Dialogue in the book is in a slang developed to reflect the passing of forty years from now. The city is in the West of Ireland and the dialect is a mixture of Irish slang, bits of Scottish, and new words and twists of old, not to mention some interesting sentence constructs derived from various social groups, primarily itinerants.

So, is it Clockwork Orange, or Trainspotting?

It touches on similar elements, but it is something different. After reading two chapters I was open to the idea that the book might prove ok. Having finished the book I can say it is.

It does take getting used to, but the language used is worth it. Despite the heavily phonetic and oddly constructed sentences, it works and reading it does not jar or cause disturbance. I admit I was reading it quite slowly to begin with, but very quickly I got used to the style and found it helped build the atmosphere.

The core theme is power, and we follow the life of Logan Hartnett, the leader of the dominant gang, and we see how he fairs with three ambitious lieutenants at his back, competing gangs wanting to make a move against his gang's dominance, and the return of his own gang's former leader.

This is a fascinating study of power struggles, power-broking, and, surprisingly enough, the nostalgia one feels for bygone days.

An enjoyable read that demonstrates the comparatively young author understands feelings and emotions of people significantly older than him. ( )
  pgmcc | Aug 9, 2011 |
Got as far as page 102 and realised that I was just skimming and not really reading and what's more I didn't care if every character died on the spot.

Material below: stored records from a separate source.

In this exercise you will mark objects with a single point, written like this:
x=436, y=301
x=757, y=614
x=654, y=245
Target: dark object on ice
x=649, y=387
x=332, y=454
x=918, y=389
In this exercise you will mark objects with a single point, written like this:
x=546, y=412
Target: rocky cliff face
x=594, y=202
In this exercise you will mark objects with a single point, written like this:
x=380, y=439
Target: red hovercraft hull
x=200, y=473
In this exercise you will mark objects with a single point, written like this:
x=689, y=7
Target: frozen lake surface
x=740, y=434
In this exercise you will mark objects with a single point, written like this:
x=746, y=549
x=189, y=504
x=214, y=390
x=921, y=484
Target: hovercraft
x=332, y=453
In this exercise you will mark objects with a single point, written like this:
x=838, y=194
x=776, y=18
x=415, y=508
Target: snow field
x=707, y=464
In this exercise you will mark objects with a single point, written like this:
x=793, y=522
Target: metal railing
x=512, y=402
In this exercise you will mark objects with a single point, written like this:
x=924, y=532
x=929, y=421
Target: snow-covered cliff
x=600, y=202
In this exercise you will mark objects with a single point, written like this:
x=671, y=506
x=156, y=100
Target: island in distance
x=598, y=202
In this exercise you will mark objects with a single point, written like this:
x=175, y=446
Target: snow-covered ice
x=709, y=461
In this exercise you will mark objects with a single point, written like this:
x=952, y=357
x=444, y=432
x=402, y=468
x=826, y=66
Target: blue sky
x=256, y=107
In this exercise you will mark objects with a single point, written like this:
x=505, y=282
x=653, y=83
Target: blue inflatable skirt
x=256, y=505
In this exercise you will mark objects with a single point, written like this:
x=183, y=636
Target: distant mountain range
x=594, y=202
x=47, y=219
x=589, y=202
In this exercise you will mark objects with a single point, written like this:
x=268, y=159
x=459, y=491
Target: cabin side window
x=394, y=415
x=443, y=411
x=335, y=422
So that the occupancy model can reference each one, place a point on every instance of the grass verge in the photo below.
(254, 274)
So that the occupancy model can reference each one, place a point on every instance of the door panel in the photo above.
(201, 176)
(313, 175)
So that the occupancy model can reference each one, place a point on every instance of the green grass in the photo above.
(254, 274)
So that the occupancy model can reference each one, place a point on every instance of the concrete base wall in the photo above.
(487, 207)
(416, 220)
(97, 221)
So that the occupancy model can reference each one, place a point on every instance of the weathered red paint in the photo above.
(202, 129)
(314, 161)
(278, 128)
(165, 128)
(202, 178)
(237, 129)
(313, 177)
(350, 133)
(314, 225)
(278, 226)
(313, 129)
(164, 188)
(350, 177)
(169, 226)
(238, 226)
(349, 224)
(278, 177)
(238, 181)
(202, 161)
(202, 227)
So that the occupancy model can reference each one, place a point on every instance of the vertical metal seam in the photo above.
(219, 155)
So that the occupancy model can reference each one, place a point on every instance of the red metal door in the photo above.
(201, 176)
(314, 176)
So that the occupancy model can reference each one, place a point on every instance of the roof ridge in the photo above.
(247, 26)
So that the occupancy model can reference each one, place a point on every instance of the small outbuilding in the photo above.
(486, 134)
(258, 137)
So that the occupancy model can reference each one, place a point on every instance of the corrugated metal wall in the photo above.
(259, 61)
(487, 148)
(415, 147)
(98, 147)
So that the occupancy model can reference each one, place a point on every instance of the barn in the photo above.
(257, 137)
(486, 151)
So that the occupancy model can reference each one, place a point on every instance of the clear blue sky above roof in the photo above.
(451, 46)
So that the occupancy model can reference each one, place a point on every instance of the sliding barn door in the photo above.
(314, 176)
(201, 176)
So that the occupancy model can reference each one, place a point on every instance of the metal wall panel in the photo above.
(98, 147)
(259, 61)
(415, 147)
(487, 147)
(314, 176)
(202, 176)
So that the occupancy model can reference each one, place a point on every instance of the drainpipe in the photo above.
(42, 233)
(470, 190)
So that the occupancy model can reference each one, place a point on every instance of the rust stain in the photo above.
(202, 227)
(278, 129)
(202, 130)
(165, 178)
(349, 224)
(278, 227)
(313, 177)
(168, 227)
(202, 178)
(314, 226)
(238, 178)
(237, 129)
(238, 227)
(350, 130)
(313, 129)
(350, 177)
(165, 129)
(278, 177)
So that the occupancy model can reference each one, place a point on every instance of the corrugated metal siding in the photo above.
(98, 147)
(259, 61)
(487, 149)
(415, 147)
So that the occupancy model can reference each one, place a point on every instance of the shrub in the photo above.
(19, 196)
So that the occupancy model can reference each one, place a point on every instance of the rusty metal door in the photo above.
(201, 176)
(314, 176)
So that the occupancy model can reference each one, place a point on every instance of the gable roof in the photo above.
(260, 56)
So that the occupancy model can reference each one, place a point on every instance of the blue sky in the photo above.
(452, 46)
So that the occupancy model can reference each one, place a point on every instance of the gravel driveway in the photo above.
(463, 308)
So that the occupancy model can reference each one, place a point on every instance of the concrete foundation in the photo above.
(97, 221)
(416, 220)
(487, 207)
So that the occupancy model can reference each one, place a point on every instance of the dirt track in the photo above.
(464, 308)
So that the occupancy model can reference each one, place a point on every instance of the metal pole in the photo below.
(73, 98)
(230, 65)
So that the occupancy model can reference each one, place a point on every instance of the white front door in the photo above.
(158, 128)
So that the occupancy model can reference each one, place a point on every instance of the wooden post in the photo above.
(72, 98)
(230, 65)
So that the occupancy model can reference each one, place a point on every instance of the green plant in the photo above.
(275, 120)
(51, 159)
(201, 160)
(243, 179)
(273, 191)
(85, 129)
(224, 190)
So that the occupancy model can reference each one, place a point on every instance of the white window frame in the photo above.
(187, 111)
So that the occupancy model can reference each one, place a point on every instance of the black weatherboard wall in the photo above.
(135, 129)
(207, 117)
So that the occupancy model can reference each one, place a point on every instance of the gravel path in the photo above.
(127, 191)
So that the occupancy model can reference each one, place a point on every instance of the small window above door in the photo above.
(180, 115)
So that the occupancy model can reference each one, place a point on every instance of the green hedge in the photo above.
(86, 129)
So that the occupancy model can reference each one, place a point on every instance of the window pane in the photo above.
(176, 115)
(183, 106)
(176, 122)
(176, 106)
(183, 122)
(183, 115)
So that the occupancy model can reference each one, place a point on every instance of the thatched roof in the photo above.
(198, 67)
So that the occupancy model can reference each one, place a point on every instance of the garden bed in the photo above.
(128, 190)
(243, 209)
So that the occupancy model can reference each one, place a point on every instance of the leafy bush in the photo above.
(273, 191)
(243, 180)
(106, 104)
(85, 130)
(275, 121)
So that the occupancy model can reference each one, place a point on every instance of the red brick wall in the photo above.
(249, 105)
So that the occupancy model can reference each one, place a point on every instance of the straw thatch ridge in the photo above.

Stopped reading. Joseph O'Connor on the back talks about it being "Joyce meets Anthony Burgess and as funny as Flann O'Brien"; Irvine Welsh says "He's destined to be a true literary Star" and Huno Hamilton says "An extreme adventure in pure language and fictional daring". When I read all these my heart sank. This is usually a sign of the more literary fiction that doesn't usually satisfy me Your mileage may vary. For me the slice-of-life novel masquerading as fantasy or sf don't satisfy. Actually slice-of-normal-life novels don't fire me up at all. I live that, don't need to read about it.